Comment un moule résine peut-il résister à des températures d’injection aussi élevées ?

Lors de nos essais, la matière a été injectée à des températures pouvant atteindre 450 °C. Bien que la température d’injection soit très élevée, le moule n’est exposé à cette chaleur que pendant un temps très court, au moment du remplissage de l’empreinte. La chaleur est rapidement transférée vers la matière injectée puis dissipée lors du refroidissement de la pièce. Grâce à sa formulation haute température et à sa bonne résistance mécanique, la résine Therma DM570 est capable de supporter ces cycles thermiques courts tout en conservant une stabilité suffisante pour la fabrication de prototypes.

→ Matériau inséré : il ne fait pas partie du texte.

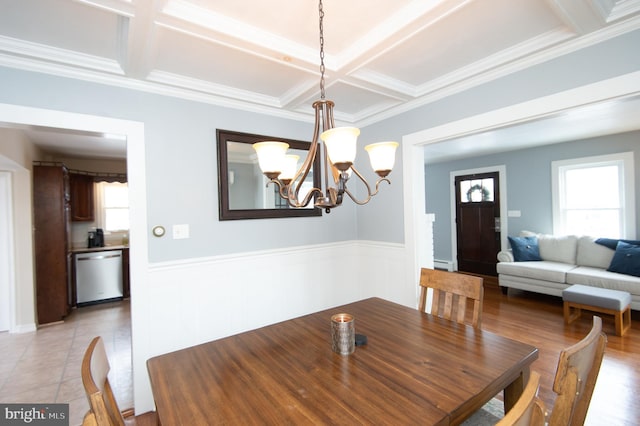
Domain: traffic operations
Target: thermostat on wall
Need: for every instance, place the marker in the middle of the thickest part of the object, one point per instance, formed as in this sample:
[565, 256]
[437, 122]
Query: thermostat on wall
[158, 231]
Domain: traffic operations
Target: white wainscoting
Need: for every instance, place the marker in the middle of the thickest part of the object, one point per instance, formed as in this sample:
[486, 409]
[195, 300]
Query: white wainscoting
[190, 302]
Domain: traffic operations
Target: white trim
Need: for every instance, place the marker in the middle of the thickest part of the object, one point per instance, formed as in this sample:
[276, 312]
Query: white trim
[7, 262]
[502, 186]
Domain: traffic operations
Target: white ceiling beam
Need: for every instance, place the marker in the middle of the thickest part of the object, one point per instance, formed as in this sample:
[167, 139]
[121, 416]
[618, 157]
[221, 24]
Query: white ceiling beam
[580, 16]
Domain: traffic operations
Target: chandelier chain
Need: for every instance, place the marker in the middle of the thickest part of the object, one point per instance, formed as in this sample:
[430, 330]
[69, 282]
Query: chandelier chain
[321, 13]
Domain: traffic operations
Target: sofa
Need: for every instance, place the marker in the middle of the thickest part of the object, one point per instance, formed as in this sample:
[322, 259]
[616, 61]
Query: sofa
[548, 264]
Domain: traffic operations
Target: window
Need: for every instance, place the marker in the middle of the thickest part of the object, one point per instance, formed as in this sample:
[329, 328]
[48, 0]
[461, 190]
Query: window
[113, 205]
[594, 196]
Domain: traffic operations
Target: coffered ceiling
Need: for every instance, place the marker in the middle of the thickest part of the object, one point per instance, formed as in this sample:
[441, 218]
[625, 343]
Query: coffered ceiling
[382, 57]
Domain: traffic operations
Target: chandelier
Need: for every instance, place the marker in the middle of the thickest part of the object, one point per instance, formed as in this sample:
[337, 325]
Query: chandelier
[338, 154]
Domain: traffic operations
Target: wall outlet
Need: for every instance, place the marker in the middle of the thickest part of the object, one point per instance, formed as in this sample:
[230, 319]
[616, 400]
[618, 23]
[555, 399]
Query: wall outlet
[180, 232]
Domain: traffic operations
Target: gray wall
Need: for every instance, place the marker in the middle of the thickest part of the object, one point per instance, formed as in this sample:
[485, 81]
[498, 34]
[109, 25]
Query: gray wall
[181, 155]
[528, 183]
[181, 164]
[608, 59]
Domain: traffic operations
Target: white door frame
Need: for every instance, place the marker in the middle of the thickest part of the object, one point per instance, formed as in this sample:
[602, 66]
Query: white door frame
[7, 272]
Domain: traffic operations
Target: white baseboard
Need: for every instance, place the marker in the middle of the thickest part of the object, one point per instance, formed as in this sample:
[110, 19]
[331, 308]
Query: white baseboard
[24, 328]
[445, 265]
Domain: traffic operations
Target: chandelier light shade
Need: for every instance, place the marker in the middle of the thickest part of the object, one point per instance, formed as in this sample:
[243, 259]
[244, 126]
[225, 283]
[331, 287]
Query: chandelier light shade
[337, 152]
[271, 157]
[341, 144]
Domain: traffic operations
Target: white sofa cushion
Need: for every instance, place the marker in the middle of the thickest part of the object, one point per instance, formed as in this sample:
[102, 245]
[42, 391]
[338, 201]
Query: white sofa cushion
[558, 248]
[539, 270]
[592, 254]
[596, 277]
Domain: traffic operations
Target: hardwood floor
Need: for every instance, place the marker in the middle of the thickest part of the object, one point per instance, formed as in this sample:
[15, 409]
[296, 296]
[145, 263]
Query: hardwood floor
[537, 319]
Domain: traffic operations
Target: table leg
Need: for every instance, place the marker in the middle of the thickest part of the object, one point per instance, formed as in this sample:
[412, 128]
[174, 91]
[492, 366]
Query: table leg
[514, 390]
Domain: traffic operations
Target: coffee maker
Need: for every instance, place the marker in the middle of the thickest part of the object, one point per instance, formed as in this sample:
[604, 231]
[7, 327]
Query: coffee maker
[96, 238]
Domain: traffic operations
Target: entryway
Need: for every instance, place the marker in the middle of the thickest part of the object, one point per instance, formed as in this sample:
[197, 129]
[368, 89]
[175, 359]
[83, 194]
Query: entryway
[477, 222]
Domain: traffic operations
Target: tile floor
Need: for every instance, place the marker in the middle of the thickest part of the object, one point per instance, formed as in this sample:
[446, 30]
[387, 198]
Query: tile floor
[44, 366]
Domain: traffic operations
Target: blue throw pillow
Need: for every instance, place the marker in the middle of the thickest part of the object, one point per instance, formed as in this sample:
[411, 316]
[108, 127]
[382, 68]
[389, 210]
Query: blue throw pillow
[626, 259]
[613, 243]
[525, 248]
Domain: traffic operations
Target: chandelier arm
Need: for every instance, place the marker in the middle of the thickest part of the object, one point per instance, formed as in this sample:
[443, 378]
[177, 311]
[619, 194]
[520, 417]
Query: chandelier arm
[303, 172]
[369, 193]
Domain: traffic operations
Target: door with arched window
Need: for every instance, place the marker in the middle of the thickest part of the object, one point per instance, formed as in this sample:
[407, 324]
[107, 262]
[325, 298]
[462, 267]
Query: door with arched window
[478, 222]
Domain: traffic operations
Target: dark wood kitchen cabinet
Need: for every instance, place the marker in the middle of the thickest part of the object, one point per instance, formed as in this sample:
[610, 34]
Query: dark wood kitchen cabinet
[81, 187]
[52, 228]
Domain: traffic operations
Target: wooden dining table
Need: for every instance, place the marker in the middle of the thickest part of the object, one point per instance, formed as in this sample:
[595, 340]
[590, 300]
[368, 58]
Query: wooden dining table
[414, 369]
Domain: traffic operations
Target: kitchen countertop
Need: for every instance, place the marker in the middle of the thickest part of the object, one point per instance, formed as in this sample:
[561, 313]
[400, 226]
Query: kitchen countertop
[80, 249]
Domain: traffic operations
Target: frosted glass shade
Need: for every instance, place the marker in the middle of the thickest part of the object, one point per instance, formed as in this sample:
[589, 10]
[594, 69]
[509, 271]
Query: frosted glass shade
[289, 168]
[341, 145]
[271, 156]
[382, 156]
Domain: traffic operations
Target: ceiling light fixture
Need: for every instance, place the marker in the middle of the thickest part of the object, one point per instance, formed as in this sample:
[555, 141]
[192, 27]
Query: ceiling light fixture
[338, 154]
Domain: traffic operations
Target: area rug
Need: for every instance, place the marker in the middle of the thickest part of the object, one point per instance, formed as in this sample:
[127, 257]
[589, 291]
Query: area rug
[488, 415]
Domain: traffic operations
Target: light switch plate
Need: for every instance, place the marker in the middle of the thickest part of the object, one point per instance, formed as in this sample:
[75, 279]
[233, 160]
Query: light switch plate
[180, 232]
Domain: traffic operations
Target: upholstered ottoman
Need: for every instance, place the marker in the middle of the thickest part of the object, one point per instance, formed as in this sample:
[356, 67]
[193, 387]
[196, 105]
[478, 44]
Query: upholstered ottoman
[603, 300]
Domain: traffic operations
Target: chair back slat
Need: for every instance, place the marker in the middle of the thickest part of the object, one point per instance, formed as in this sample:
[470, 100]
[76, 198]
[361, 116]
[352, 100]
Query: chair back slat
[529, 409]
[451, 293]
[102, 402]
[576, 375]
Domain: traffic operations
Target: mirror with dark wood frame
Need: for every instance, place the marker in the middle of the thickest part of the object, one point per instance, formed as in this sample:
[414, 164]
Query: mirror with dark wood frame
[243, 192]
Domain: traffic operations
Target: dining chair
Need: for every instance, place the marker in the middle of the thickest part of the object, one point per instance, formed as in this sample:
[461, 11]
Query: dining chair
[451, 291]
[103, 408]
[529, 409]
[576, 376]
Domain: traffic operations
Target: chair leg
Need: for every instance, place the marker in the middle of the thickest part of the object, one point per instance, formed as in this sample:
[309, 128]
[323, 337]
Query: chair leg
[570, 316]
[623, 321]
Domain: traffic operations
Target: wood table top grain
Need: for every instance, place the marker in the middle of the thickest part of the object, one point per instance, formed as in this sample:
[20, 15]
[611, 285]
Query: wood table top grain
[415, 368]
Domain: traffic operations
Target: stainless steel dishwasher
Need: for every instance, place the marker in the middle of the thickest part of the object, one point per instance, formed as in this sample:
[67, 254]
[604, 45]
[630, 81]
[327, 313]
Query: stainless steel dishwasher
[98, 276]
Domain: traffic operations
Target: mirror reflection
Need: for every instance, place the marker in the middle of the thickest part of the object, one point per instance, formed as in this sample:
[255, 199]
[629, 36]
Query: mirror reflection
[247, 185]
[243, 189]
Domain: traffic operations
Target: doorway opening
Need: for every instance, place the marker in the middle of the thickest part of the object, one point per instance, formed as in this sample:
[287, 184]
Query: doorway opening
[478, 220]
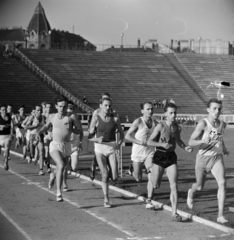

Dans ces conditions, ce type de moule permet généralement de produire des prototypes fonctionnels et même des séries de quelques centaines de pièces, selon la géométrie de la pièce et les paramètres de mise en œuvre.

La combinaison de moules imprimés en 3D avec l’injection plastique manuelle permet de tester rapidement des matériaux techniques comme le PEEK, sans passer par la fabrication longue et coûteuse d’un moule métallique. C’est une solution idéale pour la R&D et la validation de pièces avant industrialisation.

À retenir

  • Le PEEK est un thermoplastique ultra-performant, mais exigeant.
  • Il résiste à la chaleur, aux produits chimiques, au feu et à l’usure.
  • Il remplace parfois le métal, mais à un coût élevé.
  • De nombreuses alternatives plus simples existent pour des cas moins extrêmes.
  • HoliPress High Temp permet d’ouvrir la R&D et la petite série au PEEK.